Yapı Yol-İş Sendikası üyesi işçilerin San Pasifico Latin Katolik Kilisesinin tadilatını yaparken alacaklarının 2 yıldan fazladır gaspedilmesine karşı başlattıkları direniş 6 gündür sürüyor.
Eker Süt’te 7 işçinin işten atılmasına karşı fabrika önünde başlayan direniş kararlılıkla devam ediyor.
Son olarak da bazı gençlik haberlerini vereceğiz.
İzmir’de Gençlik Örgütleri Suruç Katliamı’nın 10. yılında “Suruç Katliamı’nın 10. yılında arkadaşlarımızın hesabını soracağız” başlıklı bildiri dağıtımı gerçekleştirdi.
Türkiye’de eğitim sistemi yine değişiyor. Birkaç yılda bir değişen ve gelen bakanların keyfi uygulamalarına sahne olan eğitim sisteminde bu kez 2012 yılında getirilen 4+4+4 modeli kaldırılıyor. Milli Eğitim Bakanı Yusuf Tekin, uzun süredir tartışma konusu olan sistemin değiştirileceğini duyurdu. Yeni modelin çalışmalarının sürdüğünü belirten Bakan Tekin, “Daha esnek ve çağın ihtiyaçlarına uygun bir yapı hedefliyoruz” dedi. Yetkililer detayları henüz netleşmeyen bu yeni sistemin, ilkokuldan liseye geçişte daha dengeli bir yapı sunacağını ve öğrencilerin gelişimsel ihtiyaçlarına daha duyarlı olacağı iddia ediyorlar. Eğitim sisteminin düzelmesinin yolu dincilerin ve ve sömürücülerin çıkarlarının değil halkın çıkarlarının esas alınmasından geçmektedir.

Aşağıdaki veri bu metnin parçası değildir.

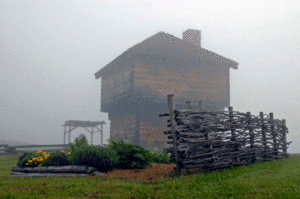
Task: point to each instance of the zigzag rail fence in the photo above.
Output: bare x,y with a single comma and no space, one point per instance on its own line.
193,147
11,150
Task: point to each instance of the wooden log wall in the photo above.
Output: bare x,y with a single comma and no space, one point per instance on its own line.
192,148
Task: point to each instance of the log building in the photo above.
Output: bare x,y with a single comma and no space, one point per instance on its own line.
135,85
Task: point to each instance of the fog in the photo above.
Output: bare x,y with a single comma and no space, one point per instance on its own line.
50,51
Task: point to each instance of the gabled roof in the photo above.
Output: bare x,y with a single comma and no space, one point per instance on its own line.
164,44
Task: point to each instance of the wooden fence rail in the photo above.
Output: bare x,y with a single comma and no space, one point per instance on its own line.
193,147
10,150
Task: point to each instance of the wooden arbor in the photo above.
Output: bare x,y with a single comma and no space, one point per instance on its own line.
73,124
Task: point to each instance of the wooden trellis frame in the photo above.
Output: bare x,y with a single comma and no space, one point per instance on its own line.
73,124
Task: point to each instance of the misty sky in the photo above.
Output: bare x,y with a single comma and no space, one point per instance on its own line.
50,51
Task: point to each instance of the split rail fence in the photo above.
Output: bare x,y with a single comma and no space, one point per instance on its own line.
11,150
217,140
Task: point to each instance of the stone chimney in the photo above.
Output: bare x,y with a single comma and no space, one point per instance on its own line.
193,36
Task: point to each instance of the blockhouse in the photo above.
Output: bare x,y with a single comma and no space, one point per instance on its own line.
135,85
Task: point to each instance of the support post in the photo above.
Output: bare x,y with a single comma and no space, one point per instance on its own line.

İzmir’de meydana gelen şiddetli orman yangınlarından etkilenen halka yardım göndermek isteyen İstanbul’daki üniversite öğrencilerine, valilik tarafından izin verilmedi. Ardından bazı öğrencilere, Terörle Mücadele (TEM) ekipleri tarafından “teröre yardım yapıp yapmadıkları” soruldu. Öğrenciler ise bu duruma tepki göstererek bir araya geldi ve ortak bir basın açıklaması gerçekleştirdi.

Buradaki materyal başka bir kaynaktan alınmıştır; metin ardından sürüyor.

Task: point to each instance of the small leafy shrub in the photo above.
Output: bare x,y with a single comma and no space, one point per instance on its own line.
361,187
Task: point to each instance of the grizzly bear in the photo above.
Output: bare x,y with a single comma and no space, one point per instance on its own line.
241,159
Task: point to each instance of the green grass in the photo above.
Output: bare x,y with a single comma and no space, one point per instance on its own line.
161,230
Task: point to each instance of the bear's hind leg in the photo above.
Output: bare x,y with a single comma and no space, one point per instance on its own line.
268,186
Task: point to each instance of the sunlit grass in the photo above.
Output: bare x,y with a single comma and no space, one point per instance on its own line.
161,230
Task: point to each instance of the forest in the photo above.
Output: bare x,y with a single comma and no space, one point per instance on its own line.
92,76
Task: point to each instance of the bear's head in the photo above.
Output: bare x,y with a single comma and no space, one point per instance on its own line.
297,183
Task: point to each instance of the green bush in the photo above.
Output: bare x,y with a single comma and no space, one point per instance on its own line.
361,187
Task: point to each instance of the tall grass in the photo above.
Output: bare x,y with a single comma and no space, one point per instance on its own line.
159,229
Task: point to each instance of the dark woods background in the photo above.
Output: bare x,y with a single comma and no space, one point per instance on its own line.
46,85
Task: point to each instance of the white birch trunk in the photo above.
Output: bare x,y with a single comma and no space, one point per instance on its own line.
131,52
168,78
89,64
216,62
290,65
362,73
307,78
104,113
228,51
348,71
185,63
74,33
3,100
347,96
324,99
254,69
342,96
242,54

Gezi Direnişi sırasında Eskişehir’de, polislerin ve bazı esnafların saldırısı sonucu sokak ortasında linç edilerek katledilen Ali İsmail Korkmaz’ın aramızdan ayrılışının üzerinden 12 yıl geçti. Henüz 19 yaşında bir üniversite öğrencisiyken öldürülen Ali İsmail, 10 Temmuz 2013’te yaşamını yitirmişti. Aradan geçen yıllara rağmen unutulmayan Korkmaz, adına kurulan Ali İsmail Korkmaz Vakfı tarafından düzenlenen anma programıyla bir kez daha anılacak.

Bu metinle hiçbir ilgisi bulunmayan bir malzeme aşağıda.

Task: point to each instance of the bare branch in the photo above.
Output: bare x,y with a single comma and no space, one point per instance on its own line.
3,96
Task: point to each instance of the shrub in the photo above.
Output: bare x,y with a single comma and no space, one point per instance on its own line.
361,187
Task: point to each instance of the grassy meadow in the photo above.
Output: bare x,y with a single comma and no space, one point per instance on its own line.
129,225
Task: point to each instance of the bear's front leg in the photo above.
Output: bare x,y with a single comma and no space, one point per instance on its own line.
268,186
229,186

Özetimizi burada toparlıyoruz. İktidar, ülkeyi Batılı emperyalistlere daha çok peşkeş çekerek, emperyalizme yaranmada bir kez daha öne geçti. Batılı emperyalistlere yaslanmaya çalışan muhalefet, bunun zararını görmeye devam ediyor. Suriye ve İran’daki gelişmelerin ardından emperyalizmin gözdesi olan AKP, muhalefete karşı saldırılarını serbestçe yürütme olanağı buluyor. ABD, Suriye’de dönemsel çıkarları gereği Colani’yi tercih etmiş görünüyor. Erdoğan’ın Türkiye’yi NATO’dan uzaklaştırdığını söyleyerek Batılı güçlere yaranmaya çalışan CHP, bir kez daha yüzüstü bırakıldı. Benzer bir durum, Kürt hareketinin de başına geliyor. Önümüzdeki dönemde ABD bu güçleri birbirine karşı kullanmayı sürdürecektir. Taraflar kendi grupsal çıkarları doğrultusunda emperyalizme yaklaştıkça kaybeden daima halk olmaktadır. PKK ile barışma süreci bütün risklerine rağmen yararlı sonuçlar doğurabilir. Kürt halkının ulusal demokratik özgürlüklerinin tanınması mücadelenin lehinedir. Dahası, CHP’nin önayak olduğu gösteriler, Türkiye’de önemli bir direniş havasının gelişmesine katkı sağladı. Demokrasi ve özgürlük mücadelesi, esas emperyalizmin güdümünden bağımsızlaştıkça gelişecektir. Halkımız, kendi kendisini kurtaracak potansiyele sahiptir. Bu yöndeki öncü bilinç ve irade, anti-emperyalist Türkiye solunda mevcuttur.